Conform artikel 33 van de WGP, waarbij artikel 232 van de NGW van toepassing wordt verklaard op de politiezone, bepaalt de raad de voorwaarden van de huur. 7. DE GEWONE ONTVANGSTEN - OVERDRACHTEN (61) In navolging van de vastlegging van de looncomponenten waaruit de economische codes betreffende de personeelsuitgaven, de terugbetaling van kosten en dienstvergoedingen of de erelonen en vergoedingen van niet-politiepersoneel, zullen bestaan, werd ook het ARPC aangepast.Om een eenvormige transparante boekhouding te kunnen voeren werden naast de voormelde aanpassing ook de artikelnummers betreffende de federale en gemeentelijke dotaties met hun omschrijving in het ARPC eenduidig vastgelegd (bijlage 2) 7.1. Federale toelagen voorgaande dienstjaren aan de politiezones (66) - Indexatie federale basistoelage 2012 - 330/465-48/2010 De eventuele indexatie van de federale basistoelage 2012 zal door de regering worden bepaald in het begrotingsconclaaf 2013.
Hoewel alleen de waarde van de gezondheidsindex van december 2012 er de juiste hoogte van kan bepalen, laten de vooruitzichten hierover van het Planbureau de effectieve toekenning vermoeden van een bijkomende indexering ten behoeve van de lokale politie.
Aangezien het dus over een positieve indexering gaat, zal deze kunnen worden ingeschreven van zodra zij zal bekend zijn onder het artikel 330/465-48/20xx.
De geïndexeerde bedragen van dienstjaar "N-1" mogen NIET ingeschreven worden. 7.2. Federale toelagen eigen dienstjaar 2013 aan de politiezones (61) 7.2.1. Federale basistoelage voor het jaar 2013 - 330/465-48 De federale basistoelage 2012 wordt gebudgetteerd onder het artikel 330/465-48 - "Federale basistoelage".
U kan de in bijlage 6 toegevoegde bedragen inschrijven in de begroting.
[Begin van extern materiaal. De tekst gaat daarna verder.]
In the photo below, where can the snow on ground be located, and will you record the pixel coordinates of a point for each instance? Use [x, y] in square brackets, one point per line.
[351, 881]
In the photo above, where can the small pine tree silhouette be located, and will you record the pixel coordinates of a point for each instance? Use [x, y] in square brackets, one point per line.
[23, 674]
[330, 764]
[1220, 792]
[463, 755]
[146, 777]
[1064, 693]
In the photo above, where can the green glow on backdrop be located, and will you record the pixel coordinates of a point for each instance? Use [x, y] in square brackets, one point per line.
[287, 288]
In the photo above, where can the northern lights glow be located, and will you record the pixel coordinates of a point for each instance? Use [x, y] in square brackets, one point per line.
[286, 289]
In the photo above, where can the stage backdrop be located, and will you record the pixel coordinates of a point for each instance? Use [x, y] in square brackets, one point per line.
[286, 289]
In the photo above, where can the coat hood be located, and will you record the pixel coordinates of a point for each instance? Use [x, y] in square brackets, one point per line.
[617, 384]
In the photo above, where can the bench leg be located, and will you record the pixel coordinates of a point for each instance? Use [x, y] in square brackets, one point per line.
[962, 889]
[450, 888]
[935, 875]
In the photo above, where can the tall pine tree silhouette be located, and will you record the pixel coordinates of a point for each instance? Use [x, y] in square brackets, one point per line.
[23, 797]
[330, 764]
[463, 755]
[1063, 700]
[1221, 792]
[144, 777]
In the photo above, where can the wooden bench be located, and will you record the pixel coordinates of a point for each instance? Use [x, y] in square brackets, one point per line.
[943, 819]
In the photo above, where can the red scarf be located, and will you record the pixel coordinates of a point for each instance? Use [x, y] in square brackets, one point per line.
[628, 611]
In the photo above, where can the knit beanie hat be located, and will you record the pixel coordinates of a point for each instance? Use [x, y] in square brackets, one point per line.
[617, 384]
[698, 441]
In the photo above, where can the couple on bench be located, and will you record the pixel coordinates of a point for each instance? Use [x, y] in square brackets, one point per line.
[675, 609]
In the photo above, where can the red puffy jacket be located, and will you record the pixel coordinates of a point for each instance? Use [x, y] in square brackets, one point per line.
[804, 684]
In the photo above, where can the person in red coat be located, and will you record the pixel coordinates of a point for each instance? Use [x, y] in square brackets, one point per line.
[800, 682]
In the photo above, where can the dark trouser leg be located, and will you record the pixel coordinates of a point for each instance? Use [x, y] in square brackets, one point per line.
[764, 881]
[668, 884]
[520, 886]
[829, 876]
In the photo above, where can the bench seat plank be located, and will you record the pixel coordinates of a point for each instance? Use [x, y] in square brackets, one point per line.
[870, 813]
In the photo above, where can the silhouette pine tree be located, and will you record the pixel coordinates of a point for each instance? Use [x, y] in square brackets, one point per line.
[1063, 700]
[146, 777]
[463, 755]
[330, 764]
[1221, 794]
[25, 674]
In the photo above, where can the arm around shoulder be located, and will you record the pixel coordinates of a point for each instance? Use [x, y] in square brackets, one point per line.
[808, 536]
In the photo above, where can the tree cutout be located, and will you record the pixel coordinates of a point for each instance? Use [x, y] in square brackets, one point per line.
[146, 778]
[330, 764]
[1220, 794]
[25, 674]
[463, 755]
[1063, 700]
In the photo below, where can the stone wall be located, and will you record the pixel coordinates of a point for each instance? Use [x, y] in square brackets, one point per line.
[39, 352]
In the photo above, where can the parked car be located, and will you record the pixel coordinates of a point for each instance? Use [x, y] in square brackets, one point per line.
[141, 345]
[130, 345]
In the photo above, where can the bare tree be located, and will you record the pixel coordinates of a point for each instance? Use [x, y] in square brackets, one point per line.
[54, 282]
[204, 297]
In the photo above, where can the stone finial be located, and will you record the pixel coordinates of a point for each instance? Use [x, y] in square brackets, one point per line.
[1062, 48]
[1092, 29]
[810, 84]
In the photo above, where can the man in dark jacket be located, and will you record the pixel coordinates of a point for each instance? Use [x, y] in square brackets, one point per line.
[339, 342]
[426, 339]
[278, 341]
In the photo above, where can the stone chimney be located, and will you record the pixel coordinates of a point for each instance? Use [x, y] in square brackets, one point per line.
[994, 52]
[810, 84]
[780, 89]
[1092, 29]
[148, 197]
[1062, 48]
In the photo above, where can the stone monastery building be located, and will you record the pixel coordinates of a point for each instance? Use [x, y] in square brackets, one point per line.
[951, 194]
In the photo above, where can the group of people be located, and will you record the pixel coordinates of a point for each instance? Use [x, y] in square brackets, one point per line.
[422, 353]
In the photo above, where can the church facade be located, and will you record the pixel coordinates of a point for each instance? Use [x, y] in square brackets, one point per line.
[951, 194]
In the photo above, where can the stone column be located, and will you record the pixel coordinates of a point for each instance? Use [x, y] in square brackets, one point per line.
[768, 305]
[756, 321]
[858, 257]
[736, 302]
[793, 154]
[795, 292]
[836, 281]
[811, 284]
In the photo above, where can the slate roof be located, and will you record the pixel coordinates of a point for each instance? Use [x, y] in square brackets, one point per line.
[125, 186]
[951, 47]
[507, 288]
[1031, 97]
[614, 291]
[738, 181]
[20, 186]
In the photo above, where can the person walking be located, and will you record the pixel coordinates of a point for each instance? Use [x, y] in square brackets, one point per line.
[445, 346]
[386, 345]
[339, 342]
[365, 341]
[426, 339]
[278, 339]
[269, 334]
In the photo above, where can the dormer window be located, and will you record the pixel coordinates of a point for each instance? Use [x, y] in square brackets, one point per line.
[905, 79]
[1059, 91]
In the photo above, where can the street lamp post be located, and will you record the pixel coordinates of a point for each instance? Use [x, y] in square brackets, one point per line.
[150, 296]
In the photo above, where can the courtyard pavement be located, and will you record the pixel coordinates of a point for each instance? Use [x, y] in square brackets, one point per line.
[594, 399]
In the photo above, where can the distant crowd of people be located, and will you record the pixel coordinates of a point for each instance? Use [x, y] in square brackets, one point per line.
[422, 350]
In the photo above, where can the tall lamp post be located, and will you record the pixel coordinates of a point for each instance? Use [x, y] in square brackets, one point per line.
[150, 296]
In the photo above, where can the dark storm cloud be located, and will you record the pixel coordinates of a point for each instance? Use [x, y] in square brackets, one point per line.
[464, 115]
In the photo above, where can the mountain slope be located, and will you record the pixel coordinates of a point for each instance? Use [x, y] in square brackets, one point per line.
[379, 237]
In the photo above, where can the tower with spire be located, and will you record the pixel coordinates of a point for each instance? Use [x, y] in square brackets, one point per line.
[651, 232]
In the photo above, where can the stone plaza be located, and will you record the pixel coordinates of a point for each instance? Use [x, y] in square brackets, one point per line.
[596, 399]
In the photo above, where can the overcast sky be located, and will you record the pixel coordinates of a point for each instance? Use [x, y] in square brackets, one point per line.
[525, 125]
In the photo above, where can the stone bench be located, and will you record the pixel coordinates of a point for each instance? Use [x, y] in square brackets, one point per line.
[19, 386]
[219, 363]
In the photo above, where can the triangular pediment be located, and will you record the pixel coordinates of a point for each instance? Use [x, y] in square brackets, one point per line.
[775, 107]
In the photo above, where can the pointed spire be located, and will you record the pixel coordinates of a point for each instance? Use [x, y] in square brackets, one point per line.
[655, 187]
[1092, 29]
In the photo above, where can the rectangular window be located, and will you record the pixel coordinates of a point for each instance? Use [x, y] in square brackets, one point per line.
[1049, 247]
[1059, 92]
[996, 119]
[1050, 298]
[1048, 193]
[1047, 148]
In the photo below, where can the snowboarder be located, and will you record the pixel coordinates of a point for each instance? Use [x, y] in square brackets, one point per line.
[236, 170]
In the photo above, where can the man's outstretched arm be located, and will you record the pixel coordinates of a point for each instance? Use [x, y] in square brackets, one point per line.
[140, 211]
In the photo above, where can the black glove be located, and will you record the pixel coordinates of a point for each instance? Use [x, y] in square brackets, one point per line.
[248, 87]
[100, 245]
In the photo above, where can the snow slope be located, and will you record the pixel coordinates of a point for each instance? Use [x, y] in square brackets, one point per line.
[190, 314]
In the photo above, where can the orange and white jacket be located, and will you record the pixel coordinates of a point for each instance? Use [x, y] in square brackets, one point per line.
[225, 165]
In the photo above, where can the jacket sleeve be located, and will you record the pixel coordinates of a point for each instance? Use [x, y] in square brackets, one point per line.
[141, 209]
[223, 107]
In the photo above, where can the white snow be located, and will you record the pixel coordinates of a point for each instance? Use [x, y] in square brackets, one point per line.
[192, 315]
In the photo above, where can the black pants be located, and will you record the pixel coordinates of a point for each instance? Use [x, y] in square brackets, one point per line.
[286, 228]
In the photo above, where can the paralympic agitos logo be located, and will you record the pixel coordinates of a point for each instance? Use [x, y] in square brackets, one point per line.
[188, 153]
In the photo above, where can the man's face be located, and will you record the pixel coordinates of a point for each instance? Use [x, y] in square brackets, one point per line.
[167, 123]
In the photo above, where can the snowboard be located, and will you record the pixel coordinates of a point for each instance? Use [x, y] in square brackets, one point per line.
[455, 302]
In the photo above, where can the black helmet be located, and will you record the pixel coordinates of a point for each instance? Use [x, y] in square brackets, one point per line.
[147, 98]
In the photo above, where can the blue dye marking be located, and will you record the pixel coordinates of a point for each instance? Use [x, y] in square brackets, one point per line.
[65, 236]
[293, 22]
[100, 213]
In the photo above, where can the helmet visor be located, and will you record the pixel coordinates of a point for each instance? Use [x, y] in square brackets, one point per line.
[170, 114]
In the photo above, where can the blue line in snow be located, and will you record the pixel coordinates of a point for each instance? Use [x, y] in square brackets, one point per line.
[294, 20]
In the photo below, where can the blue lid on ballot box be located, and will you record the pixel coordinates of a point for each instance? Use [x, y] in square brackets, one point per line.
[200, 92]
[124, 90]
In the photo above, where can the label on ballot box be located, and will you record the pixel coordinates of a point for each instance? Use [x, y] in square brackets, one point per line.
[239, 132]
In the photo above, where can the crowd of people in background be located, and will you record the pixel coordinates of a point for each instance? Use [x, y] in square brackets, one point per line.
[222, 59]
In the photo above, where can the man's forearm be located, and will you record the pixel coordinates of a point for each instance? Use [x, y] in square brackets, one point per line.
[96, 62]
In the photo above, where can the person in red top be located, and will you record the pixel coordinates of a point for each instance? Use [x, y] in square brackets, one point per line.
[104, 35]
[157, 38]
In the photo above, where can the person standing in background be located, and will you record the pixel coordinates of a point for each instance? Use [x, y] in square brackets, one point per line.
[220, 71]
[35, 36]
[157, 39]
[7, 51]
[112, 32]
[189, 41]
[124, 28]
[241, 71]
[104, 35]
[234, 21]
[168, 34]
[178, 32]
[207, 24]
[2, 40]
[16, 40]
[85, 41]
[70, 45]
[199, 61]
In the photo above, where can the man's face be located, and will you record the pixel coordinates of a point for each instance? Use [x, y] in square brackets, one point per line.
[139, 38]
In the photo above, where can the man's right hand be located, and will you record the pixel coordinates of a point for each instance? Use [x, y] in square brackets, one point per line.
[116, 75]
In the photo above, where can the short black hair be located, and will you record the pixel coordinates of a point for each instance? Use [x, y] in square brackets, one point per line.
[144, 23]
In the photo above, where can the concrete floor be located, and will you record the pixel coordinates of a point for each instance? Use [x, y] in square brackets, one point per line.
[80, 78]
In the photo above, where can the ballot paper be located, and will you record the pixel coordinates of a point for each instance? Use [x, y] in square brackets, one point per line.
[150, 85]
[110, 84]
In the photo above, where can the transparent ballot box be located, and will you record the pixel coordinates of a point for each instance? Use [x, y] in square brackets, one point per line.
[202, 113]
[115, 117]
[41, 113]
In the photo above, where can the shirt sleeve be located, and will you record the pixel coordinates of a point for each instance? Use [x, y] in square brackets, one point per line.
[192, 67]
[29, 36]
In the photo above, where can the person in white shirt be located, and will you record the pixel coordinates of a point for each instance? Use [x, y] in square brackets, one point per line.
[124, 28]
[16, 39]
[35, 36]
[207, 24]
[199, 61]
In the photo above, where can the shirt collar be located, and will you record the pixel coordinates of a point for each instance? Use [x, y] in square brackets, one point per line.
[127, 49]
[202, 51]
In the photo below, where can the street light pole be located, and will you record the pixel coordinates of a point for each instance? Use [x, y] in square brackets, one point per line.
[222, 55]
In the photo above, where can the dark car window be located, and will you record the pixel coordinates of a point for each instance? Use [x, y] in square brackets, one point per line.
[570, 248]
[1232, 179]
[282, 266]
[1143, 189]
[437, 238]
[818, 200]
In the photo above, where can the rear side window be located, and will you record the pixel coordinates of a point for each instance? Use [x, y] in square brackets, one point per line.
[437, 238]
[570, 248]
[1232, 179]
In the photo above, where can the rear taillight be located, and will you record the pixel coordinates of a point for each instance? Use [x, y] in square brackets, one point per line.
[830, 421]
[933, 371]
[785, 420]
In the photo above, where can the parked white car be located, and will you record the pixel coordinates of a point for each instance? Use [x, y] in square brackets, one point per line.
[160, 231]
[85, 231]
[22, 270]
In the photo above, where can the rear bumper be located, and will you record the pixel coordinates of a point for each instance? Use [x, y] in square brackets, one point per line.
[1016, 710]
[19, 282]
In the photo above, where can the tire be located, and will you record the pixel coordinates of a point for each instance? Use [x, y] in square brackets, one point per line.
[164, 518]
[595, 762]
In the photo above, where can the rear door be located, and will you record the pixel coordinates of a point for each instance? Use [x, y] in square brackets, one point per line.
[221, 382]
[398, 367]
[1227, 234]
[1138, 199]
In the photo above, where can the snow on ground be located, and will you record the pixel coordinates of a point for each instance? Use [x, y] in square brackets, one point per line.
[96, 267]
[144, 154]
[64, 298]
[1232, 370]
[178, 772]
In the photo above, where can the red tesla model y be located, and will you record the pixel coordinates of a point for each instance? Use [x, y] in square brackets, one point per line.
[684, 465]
De geïndexeerde bedragen van dienstjaar "N-1" mogen NIET ingeschreven worden. 7.2.2. Bijkomende federale toelage 2013 - 33004/465-48 De bijkomende federale toelage 2013 wordt gebudgetteerd onder het artikel 33004/ 465-48 - "Bijkomende Federale Toelage".
U dient de in bijlage 6 toegevoegde bedragen in te schrijven in de begroting.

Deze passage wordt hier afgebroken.